Overall, the cost savings are staggering. You can reduce ~80% of incremental SIEM storage costs by moving data into cloud blob storage. Query is licensed based upon number of analysts and integrations, therefore is a fixed cost independent of data size/volume: starting at $5,000 per month for up to 5 integrations and 5 users. With our conservative numbers, for a 10,000 employee organization you are saving $307,029/year ($390,625 – $60,000 – $23,596) while increasing visibility and decreasing mean time to respond (MTTR). Additionally, in this scenario, four more data integrations can be added to Query for no additional cost, further increasing analyst data visibility and cost savings potential.
Reducing Search Time
When using federated search, time to query is less of a challenge because queries can run in parallel since the sources are accessed using each individual platform’s API. An investigation that would have normally taken hours now takes minutes, because Query is able to simultaneously search multiple platforms.
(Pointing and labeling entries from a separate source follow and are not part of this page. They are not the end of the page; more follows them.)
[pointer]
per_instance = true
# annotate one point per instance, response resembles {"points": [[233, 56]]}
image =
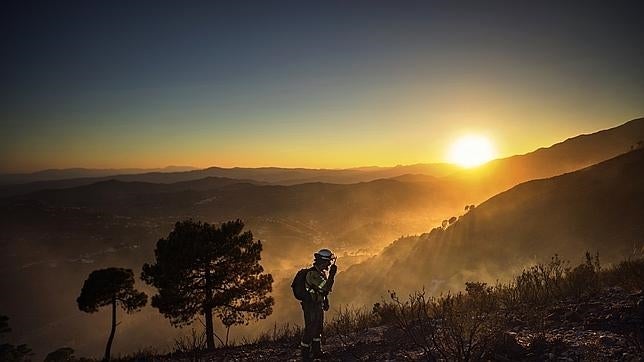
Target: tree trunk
{"points": [[210, 332], [207, 311], [108, 348]]}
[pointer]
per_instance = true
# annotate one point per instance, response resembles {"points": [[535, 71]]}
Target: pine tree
{"points": [[202, 269], [111, 286]]}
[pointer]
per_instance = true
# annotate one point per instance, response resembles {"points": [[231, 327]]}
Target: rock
{"points": [[607, 341], [510, 346], [573, 317]]}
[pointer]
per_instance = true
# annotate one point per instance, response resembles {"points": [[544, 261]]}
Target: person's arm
{"points": [[329, 284], [315, 280]]}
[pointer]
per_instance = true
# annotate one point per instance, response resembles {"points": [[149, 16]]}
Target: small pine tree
{"points": [[111, 286], [9, 352], [201, 269]]}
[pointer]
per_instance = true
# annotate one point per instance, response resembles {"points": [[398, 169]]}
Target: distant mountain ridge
{"points": [[572, 154], [481, 182], [79, 172], [597, 209]]}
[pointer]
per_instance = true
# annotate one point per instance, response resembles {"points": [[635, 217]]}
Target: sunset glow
{"points": [[470, 151]]}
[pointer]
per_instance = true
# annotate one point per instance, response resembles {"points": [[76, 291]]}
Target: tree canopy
{"points": [[104, 286], [111, 286], [203, 269]]}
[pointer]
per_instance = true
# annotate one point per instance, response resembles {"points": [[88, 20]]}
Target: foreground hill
{"points": [[596, 209]]}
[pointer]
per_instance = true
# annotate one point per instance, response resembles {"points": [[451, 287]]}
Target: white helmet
{"points": [[324, 254]]}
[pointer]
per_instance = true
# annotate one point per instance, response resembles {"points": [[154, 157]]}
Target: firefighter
{"points": [[318, 286]]}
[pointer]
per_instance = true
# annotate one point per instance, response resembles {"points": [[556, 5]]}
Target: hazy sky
{"points": [[311, 84]]}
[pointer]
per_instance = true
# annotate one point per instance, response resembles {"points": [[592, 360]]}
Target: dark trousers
{"points": [[313, 322]]}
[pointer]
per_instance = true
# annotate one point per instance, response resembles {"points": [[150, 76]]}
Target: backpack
{"points": [[299, 285]]}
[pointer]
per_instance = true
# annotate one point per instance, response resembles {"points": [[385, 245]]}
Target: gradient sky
{"points": [[312, 84]]}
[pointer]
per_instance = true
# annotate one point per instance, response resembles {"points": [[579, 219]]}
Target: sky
{"points": [[326, 84]]}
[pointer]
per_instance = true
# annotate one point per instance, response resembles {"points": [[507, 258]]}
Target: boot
{"points": [[317, 350], [305, 352]]}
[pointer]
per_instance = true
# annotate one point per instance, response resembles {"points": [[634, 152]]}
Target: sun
{"points": [[470, 151]]}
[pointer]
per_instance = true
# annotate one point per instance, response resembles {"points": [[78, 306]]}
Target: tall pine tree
{"points": [[202, 269]]}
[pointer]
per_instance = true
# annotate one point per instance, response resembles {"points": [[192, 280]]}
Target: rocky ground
{"points": [[605, 327]]}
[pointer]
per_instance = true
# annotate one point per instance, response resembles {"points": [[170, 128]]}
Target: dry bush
{"points": [[457, 327]]}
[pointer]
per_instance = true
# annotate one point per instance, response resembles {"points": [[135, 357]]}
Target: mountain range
{"points": [[582, 193]]}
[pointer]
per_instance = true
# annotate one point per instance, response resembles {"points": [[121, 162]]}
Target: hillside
{"points": [[270, 175], [498, 175], [595, 209], [570, 155]]}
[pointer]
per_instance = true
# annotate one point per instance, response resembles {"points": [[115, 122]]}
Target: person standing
{"points": [[318, 286]]}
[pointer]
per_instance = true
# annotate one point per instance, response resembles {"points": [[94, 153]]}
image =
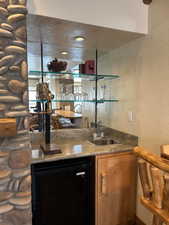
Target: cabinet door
{"points": [[116, 189], [62, 195]]}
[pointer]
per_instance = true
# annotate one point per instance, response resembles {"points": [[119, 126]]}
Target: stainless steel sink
{"points": [[104, 141]]}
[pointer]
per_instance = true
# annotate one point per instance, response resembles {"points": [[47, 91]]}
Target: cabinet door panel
{"points": [[116, 189]]}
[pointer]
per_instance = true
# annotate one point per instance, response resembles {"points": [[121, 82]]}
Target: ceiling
{"points": [[58, 35]]}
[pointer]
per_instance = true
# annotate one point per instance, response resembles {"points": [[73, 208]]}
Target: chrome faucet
{"points": [[99, 133]]}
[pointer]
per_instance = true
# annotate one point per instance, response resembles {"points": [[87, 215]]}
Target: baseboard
{"points": [[138, 221]]}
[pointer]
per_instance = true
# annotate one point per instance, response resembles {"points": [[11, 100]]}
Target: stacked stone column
{"points": [[15, 179]]}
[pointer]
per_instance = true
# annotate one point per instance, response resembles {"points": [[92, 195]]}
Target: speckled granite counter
{"points": [[74, 143], [73, 150]]}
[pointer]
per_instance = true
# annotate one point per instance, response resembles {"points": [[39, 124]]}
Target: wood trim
{"points": [[138, 221], [147, 2], [163, 214]]}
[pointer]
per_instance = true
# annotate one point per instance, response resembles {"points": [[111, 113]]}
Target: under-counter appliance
{"points": [[63, 192]]}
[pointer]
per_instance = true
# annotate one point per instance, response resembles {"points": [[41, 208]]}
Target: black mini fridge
{"points": [[63, 192]]}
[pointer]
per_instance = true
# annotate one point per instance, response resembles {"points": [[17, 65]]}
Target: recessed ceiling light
{"points": [[64, 53], [79, 38]]}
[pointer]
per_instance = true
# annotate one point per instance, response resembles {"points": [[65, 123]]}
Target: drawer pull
{"points": [[103, 183]]}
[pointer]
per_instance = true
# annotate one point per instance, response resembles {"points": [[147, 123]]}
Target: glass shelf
{"points": [[67, 75], [71, 101]]}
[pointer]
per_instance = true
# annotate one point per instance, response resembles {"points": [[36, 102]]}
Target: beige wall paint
{"points": [[143, 87]]}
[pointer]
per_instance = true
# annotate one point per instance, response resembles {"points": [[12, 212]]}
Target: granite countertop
{"points": [[77, 149], [75, 143]]}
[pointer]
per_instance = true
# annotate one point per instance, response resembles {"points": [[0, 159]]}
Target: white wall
{"points": [[128, 15]]}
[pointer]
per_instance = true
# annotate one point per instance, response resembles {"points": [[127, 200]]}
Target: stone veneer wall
{"points": [[15, 179]]}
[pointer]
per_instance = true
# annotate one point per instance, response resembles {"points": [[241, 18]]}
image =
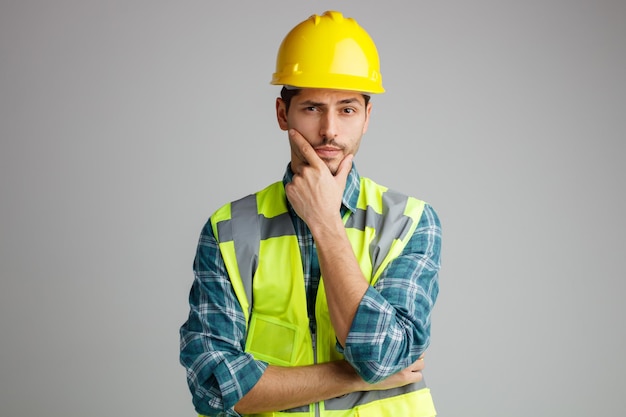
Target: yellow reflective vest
{"points": [[261, 253]]}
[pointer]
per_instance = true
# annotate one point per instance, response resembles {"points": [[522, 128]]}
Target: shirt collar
{"points": [[350, 193]]}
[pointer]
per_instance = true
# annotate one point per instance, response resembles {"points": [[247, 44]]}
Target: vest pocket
{"points": [[272, 340]]}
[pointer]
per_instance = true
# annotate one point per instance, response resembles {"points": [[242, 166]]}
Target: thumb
{"points": [[344, 169]]}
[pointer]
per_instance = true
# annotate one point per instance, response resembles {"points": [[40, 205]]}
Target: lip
{"points": [[327, 151]]}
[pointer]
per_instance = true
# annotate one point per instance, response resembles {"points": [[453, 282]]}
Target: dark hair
{"points": [[288, 93]]}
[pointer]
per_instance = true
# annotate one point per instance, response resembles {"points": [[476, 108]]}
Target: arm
{"points": [[223, 378], [283, 388], [382, 330], [399, 306]]}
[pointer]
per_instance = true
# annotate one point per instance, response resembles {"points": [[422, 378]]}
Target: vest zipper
{"points": [[314, 343]]}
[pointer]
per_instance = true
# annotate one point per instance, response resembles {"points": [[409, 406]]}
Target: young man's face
{"points": [[332, 121]]}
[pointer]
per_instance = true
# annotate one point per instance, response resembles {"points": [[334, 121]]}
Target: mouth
{"points": [[328, 152]]}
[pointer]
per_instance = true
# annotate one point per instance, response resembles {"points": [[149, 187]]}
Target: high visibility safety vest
{"points": [[261, 253]]}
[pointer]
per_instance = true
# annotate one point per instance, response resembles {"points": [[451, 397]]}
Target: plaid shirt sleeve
{"points": [[391, 328], [212, 340]]}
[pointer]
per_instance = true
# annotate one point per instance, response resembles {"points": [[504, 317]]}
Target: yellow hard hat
{"points": [[329, 51]]}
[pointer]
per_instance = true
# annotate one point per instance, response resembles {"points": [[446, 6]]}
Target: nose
{"points": [[329, 126]]}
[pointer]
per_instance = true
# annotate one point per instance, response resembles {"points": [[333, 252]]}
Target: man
{"points": [[313, 296]]}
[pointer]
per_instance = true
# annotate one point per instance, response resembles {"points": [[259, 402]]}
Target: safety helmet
{"points": [[329, 51]]}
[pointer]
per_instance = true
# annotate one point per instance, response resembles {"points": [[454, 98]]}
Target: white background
{"points": [[124, 124]]}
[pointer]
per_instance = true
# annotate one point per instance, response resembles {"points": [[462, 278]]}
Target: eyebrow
{"points": [[320, 104]]}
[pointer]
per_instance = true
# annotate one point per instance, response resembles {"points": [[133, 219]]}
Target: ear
{"points": [[281, 114], [368, 111]]}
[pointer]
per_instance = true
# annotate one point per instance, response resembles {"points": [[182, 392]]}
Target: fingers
{"points": [[344, 169], [303, 149]]}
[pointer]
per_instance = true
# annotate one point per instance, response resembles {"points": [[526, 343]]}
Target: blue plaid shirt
{"points": [[390, 331]]}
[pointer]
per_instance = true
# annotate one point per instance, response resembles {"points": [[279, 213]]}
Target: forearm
{"points": [[283, 388]]}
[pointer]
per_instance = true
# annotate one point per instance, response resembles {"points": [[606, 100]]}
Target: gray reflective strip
{"points": [[349, 401], [391, 224], [247, 239], [246, 229]]}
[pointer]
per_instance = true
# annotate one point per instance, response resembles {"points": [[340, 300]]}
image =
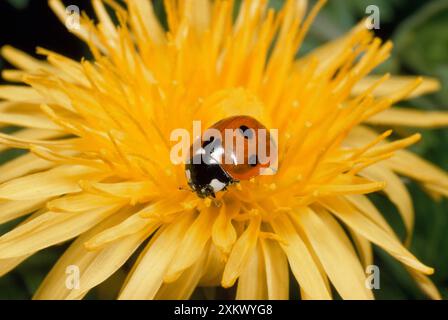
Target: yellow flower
{"points": [[98, 167]]}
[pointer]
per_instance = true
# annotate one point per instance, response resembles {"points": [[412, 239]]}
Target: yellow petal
{"points": [[213, 269], [365, 206], [192, 244], [49, 229], [223, 231], [182, 288], [335, 253], [300, 260], [425, 284], [37, 120], [38, 134], [134, 224], [277, 272], [373, 233], [54, 182], [240, 254], [363, 247], [21, 166], [396, 83], [410, 118], [145, 20], [252, 281], [11, 210], [94, 267], [396, 192], [147, 275]]}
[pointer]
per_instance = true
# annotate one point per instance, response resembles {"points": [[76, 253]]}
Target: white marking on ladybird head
{"points": [[217, 185]]}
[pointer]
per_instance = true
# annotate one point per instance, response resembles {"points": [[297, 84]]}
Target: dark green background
{"points": [[419, 30]]}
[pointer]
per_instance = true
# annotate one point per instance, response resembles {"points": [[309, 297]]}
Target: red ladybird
{"points": [[237, 149]]}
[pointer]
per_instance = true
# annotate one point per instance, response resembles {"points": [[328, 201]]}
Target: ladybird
{"points": [[228, 153]]}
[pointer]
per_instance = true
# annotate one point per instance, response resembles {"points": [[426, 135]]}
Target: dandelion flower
{"points": [[98, 168]]}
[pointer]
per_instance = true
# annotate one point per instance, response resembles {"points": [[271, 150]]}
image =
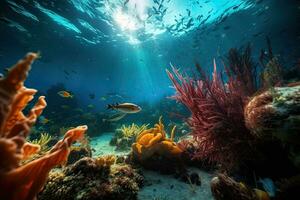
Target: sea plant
{"points": [[132, 130], [18, 180], [217, 109]]}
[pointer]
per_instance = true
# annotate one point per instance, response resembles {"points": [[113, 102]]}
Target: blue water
{"points": [[109, 46]]}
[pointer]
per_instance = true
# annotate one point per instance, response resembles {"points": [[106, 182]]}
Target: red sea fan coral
{"points": [[217, 120], [17, 181]]}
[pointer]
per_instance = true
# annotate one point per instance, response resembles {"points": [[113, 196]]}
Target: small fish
{"points": [[43, 120], [65, 94], [92, 96], [115, 117], [103, 98], [125, 107]]}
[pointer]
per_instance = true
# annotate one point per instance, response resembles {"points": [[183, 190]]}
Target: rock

In my previous blog, we created a formula for calculating Analysts’ Search per Investigation (ASPI), and were able to determine a 500% decrease in ASPI using Query. It provides a focused and interactive UI interface for analysts to easily perform their security investigations. Open Federated Search doesn’t care where the data resides and can apply a common cybersecurity schema to correlate data across different platforms.
Setting up Query is quick and painless. Point the solution to your storage, configure access, configure the data model, and you are ready to search, visualize, filter, investigate, and pivot. You get complete control of your data from one console regardless of its location or format.
Increasing Visibility
The third area of improvement is even more difficult to quantify: performance improvement.
We saw in the third blog of the series how federated search was much more efficient for analysts than the current process in our malware investigation use-case. With Query, your analysts instantly have visibility to the relevant data for an investigation.
This saves time, which means higher productivity per analyst. But, it also means more comprehensive data to contribute to the investigation in most cases. Searches are tedious and time-consuming manual tasks that cause many analysts to perform only the minimum amount of search they deem necessary to find an answer. This results in partial and potentially incorrect answers. With Query, the additional data available results in more accurate and complete answers.
Summary of the Series
Based on the conservative examples discussed in this series, Query’s open federated search for security solution was five times more efficient in our malware investigation use-case, decreased security data storage and access costs by ~80 percent, and expanded visibility for more complete searches.
By providing a single place for all your results, Query results in huge cost savings because data does not need to be duplicated or moved around. Query’s open federated search enables choice regarding where to keep what data in what platform while still giving one single interface to search and investigate. With Query, we found that the security team gets the flexibility to keep data in original platforms or an intermediary at a much lower cost. Overall, Query’s open federated search provides visibility, saves analyst time, and reduces infrastructure and licensing costs.